Mela Övseme: Önderliğimizin tutsaklığının bir anlamı kalmadı

Kürt Halk Önderi Abdullah Öcalan'ın 23 yıldır esir olduğunu hatırlatan Mela Davûd Övseme, "Bizim için 23 yıldır zindanda olan Önderliğimizi artık özgürlüğüne kavuşturmamız gerekiyor, çünkü tutsaklığının bir anlamı kalmadı" dedi.

Civaka İslamiya Kurdistan(CÎK) Başkan Yardımcısı Mela Davûd Övseme, Kürt Halk Önderi Abdullah Öcalan'a yönelik uluslararası komploya ilişkin konuştu.

Hegemonik güçlerin Abdullah Öcalan'ın Kürt halkı üzerinde çok etkili olduğunu gördükten sonra komployu devreye koyduklarını söyleyen Mela Davûd Övseme, "Uluslararası komploda yer alan Yunanistan, İtalya, Rusya gibi hegemonik güçler, işgalcilerin etkisinden çıkmak isteyen yurtsever halkın umutlarını kırmak istiyordu. Ama şunu bilmiyorlardı; Önderlik zindanda da olsa, dışarıda da olsa Kürt halkı için her zaman etkili biridir. Esir alındıktan sonra insanlar Önderlik etrafında ateşten çember oluşturdu. Komplocu güçler, Kürt halkının gözlerini kırpmadan bedenlerini ateşe vereceklerini, büyük eylemler düzenleyeceklerini beklemiyorlardı. Esaretinden sonra Özgürlük Hareketinin kendisini yenilemesini de tahmin edemediler. Özgürlük hareketinin ve Kürt toplumunun kendisini yenilemesi, dönüşmesi ile anladılar ki Abdullah Öcalan’ın fiziki tutsaklığı bir anlam ifade etmiyor. Fikirleri ve düşüncelerinin önünü alamadıklarından dolayı son yıllarda telefon görüşmesine dahi izin vermiyorlar. Biz mücadeleyi daha da büyütürsek fiziki özgürlüğünü de sağlarız" dedi.

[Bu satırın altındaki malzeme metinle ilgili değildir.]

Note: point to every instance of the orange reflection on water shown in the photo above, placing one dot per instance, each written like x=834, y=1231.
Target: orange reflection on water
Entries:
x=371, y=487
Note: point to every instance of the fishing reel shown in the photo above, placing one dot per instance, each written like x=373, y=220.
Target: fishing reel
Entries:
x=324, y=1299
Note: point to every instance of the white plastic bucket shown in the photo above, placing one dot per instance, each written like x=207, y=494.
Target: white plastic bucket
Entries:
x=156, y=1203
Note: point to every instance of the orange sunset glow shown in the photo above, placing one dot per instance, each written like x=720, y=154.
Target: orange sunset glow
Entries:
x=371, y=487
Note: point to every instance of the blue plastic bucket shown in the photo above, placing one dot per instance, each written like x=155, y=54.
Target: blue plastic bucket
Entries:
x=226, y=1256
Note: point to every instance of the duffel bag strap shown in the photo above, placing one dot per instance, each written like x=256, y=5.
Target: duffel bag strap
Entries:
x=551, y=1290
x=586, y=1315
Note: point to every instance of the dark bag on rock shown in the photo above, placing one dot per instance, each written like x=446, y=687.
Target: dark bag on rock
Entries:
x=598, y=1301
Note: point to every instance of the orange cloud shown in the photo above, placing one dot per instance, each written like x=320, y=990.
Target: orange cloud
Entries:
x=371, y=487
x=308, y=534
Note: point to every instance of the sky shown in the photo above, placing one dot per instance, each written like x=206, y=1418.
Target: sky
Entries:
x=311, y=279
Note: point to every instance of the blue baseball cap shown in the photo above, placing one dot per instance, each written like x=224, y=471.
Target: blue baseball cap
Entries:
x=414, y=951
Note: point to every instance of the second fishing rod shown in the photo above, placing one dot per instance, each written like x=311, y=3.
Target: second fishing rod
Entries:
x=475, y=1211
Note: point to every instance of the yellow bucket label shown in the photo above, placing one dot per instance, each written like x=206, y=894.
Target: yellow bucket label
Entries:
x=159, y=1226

ARTIK FİZİKİ ÖZGÜRLÜĞÜNE KAVUŞTURMALIYIZ

Artık zamanı geldi, Abdullah Öcalan'a Özgürlük hamlesinin hem enternasyonalist çevre hem de Kürt halkı tarafından sahiplenildiğini hatırlatan CÎK Başkan Yardımcısı Övseme, şöyle devam etti: "Uluslararası alanda Nobel Ödülü sahipleri, aydınlar, yazarlar bu hamleyi desteklediler. Bizim için 23 yıldır zindanda tecritte olan Önderliğimizi artık özgürlüğüne kavuşturmamız gerekiyor, çünkü tutsaklığının bir anlamı kalmadı. Ulus devlet anlayışının dayattığı savaşları, açlığı, işgali kabul etmeyen herkes, Önderliğin paradigmasına sahip çıkıyor. Abdullah Öcalan’ın  paradigmasında herkes kendisini görüyor. Doğa sever, demokrat, inanç sahipleri, kadın, çocuk herkes Önderliğin paradigmasında kendisine yer bulduğu için paradigmayı sahipleniyor."